If $X'X$ is not full rank, then you cannot use that formula! In this case, there isn't a unique solution. Instead, there is a linear subspace of solutions that yield a sum of squares of zero.

Other notes:

  • $\operatorname{Rank}(X) = \operatorname{Rank}(X'X)$. See here.
  • The case where $X'X$ is rank deficient or close to rank deficient is known as multicollinearity.

How I interpret the first part of your question?

Given is a linear regression problem, where we have one training point, which is 1-dimensional: $x \in \mathbb{R} $ and the corresponding output, $ y \in \mathbb{R}$. We duplicate the feature, such that we have one training point with two (identical) features.

I interpret this as if you have one training observation $(y, x, x)$. It doesn't even say that an intercept is included, and for simplicity, I won't include one. The design matrix is: $$ X = \begin{bmatrix} x & x \end{bmatrix}$$

This is obviously rank 1. Hence $X'X$ is also rank one because $\operatorname{Rank}(X) = \operatorname{Rank}(X'X)$.

$$ X'X = \begin{bmatrix}x^2 & x^2 \\ x^2 & x^2 \end{bmatrix}$$ That matrix has one linearly independent row or column.
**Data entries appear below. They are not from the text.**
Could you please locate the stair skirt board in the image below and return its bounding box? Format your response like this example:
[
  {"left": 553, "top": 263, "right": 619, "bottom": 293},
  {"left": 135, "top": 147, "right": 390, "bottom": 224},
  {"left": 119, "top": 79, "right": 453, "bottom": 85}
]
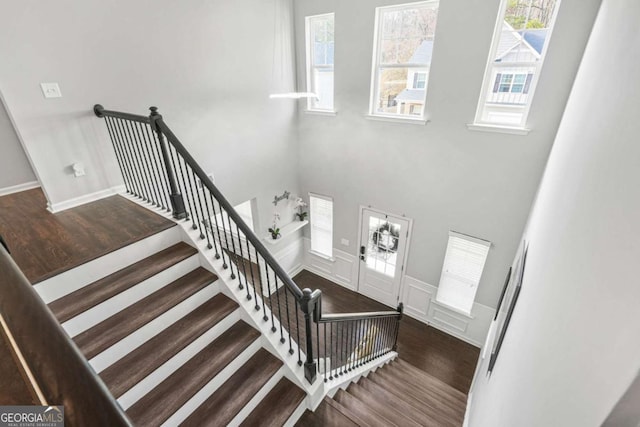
[
  {"left": 162, "top": 360, "right": 284, "bottom": 426},
  {"left": 62, "top": 255, "right": 201, "bottom": 337},
  {"left": 116, "top": 308, "right": 244, "bottom": 410},
  {"left": 34, "top": 226, "right": 181, "bottom": 304},
  {"left": 89, "top": 285, "right": 226, "bottom": 374}
]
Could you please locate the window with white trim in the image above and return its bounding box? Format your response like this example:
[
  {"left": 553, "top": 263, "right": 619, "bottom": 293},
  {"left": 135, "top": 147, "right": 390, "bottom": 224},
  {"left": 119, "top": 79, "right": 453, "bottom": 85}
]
[
  {"left": 309, "top": 193, "right": 333, "bottom": 258},
  {"left": 436, "top": 231, "right": 491, "bottom": 315},
  {"left": 474, "top": 0, "right": 560, "bottom": 127},
  {"left": 369, "top": 1, "right": 440, "bottom": 119},
  {"left": 306, "top": 13, "right": 335, "bottom": 111}
]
The matrix is not invertible.

Any vector $\mathbf{b}$ which solves: $$ \begin{bmatrix} x^2 & x^2 \\ x^2 & x^2\end{bmatrix} \begin{bmatrix} b_1 \\ b_2 \end{bmatrix} = \begin{bmatrix} xy \\ xy \end{bmatrix} $$ will gives a solution. So as long as $b_1 + b_2 = \frac{y}{x}$, the sum of squared error will be zero.